ЭКЗАМЕН ПОСЛЕ ЭКЗАМЕНА

   Тёплый июньский день. Я стою у раскрытого окна четырнадцатой аудитории исторического факультета и смотрю на большое жёлтое здание напротив. Это клиника Отта. За моей спиной шушуканье, шорохи, поскрипывание стульев… Всего этого я не должен слышать. Студенты готовятся сдавать мне экзамен по истории СССР. Зачем им мешать?! Пусть смотрят куда хотят. «Лишних» знаний все равно никто не обнаружит. По ответу всегда видно, знает студент предмет или бездумно повторяет выхваченные из конспекта — иногда из чужого — фразы.

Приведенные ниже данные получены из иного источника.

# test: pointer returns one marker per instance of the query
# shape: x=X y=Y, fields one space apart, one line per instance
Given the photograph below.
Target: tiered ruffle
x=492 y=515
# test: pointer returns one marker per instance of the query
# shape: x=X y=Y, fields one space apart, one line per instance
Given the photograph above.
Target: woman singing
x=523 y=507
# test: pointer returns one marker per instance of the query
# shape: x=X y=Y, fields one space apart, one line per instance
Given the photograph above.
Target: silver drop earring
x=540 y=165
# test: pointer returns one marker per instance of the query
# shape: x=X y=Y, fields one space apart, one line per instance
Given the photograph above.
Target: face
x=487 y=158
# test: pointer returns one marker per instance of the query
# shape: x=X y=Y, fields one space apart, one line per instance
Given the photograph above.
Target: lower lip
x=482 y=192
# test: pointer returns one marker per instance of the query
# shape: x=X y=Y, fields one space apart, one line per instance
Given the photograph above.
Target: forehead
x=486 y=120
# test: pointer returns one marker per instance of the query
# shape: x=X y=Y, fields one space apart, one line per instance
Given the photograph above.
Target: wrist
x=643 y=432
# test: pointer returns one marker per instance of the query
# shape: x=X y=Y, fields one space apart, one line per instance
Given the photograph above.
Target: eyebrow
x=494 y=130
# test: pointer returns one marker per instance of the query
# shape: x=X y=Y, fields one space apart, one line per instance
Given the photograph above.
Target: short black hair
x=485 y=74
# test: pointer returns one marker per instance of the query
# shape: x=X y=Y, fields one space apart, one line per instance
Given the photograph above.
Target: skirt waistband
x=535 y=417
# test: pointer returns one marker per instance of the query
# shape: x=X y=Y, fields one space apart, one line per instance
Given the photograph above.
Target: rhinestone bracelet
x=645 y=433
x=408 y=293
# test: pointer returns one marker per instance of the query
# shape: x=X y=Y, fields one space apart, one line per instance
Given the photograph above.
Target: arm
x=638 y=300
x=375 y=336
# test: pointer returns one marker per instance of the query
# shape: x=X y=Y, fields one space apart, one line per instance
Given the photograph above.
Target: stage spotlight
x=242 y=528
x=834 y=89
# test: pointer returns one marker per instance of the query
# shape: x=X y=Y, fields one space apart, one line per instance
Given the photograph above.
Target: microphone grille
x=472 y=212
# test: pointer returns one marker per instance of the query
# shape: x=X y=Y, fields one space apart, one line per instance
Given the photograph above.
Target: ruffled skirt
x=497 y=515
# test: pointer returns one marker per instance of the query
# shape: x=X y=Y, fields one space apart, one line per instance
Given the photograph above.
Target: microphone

   — Если кто-нибудь готов, прошу, — говорю я, не оборачиваясь.
   — Нет ещё!
   — Вопросы трудные!
   — Ещё пять минут!
   — Дайте подумать, Александр Семёнович!..
   — Ну, хорошо, хорошо, готовьтесь.
   Мне и самому не хочется торопиться.
   «Как все похоже», — думаю я. До чего же все похоже! День был такой же тёплый, светлый… Та же аудитория, так же, как тогда, раскрыто окно. И столик экзаменатора, и чёрная доска на стене, и столы — все на тех же местах. Вот так же, как я сейчас, у окна стоял наш экзаменатор и смотрел на слепые окна клиники Отта. И студенты так же, как эти, нынешние, забились за последние столы, взволнованно черкали на листочках бумаги, воровато подсматривали в конспекты, разложенные на коленях, тихонько переговаривались.
   Я тогда сидел там, за предпоследним столом, и готовился отвечать… Как все похоже! Время только другое. Но все это было как будто вчера…
   Я оборачиваюсь к студентам. Они все колдуют над своими ответами. Всех их я не раз видел на своих лекциях и в коридорах. Парни с длинными волосами. Девицы курят. Вот и сейчас перед каждой на столе лежит пачка сигарет. Я смотрю на них и думаю: «Что знают они, будущие историки, о своих предшественниках, сидевших в этой самой аудитории, о студентах сорок первого года, ставших солдатами и погибших за то, чтобы они могли прийти им на смену в эту аудиторию, учиться, радоваться жизни, солнцу, этому ласковому, безоблачному дню?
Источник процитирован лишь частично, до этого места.